TSH is produced by the pituitary gland and acts as the body’s primary thyroid regulator. When thyroid hormone levels fall, the pituitary produces more TSH to stimulate the thyroid; when levels are high, TSH falls. This inverse relationship makes TSH uniquely sensitive for detecting thyroid dysfunction.
A raised TSH indicates the pituitary is working hard to compensate for an underactive thyroid — pointing to hypothyroidism or early Hashimoto’s thyroiditis. A suppressed TSH suggests the thyroid is overactive and the pituitary has backed off — consistent with hyperthyroidism.
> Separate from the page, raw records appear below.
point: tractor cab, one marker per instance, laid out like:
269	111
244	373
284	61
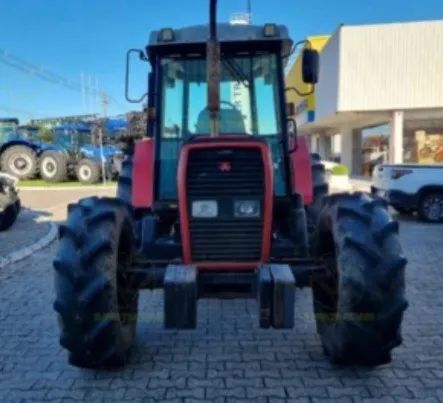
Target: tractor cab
252	98
216	163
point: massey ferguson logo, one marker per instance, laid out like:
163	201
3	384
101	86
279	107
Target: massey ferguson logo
224	166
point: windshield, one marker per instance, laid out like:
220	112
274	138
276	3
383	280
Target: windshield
250	105
249	97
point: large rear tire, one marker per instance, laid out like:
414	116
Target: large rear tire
20	161
53	166
96	300
359	306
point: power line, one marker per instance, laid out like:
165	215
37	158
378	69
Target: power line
16	111
83	87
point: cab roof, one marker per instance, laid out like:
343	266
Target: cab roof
226	33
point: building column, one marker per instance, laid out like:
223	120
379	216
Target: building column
324	146
396	138
351	154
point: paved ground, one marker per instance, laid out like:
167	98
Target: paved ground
31	226
227	358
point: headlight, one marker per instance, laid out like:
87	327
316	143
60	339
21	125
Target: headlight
204	209
247	208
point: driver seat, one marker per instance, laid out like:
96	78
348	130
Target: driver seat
231	122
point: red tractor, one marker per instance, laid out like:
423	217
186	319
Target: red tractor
222	200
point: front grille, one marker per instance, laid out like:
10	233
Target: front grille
225	175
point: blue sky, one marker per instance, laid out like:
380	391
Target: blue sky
91	36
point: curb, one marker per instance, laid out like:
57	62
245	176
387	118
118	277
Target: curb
107	187
29	250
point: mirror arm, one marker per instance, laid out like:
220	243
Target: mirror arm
143	57
306	42
293	136
299	93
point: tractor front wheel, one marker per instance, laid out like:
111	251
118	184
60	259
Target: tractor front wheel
20	161
359	305
88	171
96	299
53	166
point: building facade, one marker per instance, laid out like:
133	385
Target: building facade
388	76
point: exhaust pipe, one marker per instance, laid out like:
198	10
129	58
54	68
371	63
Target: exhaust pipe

Standard reference ranges are approximately 0.4–4.0 mIU/L in most laboratories, though labs vary. The interpretation is more nuanced than a binary normal/abnormal: a TSH of 3.8 mIU/L may be clinically relevant in a woman with persistent fatigue and elevated TPO antibodies, while a TSH of 4.2 mIU/L may be appropriate in an elderly person without symptoms.
Pregnancy significantly alters TSH targets: trimester-specific ranges are lower (first trimester upper limit often 2.5 mIU/L in guidelines), because adequate thyroid hormone is critical for foetal brain development during the first 12 weeks. All women with known thyroid disease — or Hashimoto’s thyroiditis — should have TSH checked early in pregnancy and monitored throughout.
TSH is a lab value; treatment decisions are made on the full clinical picture with your clinician.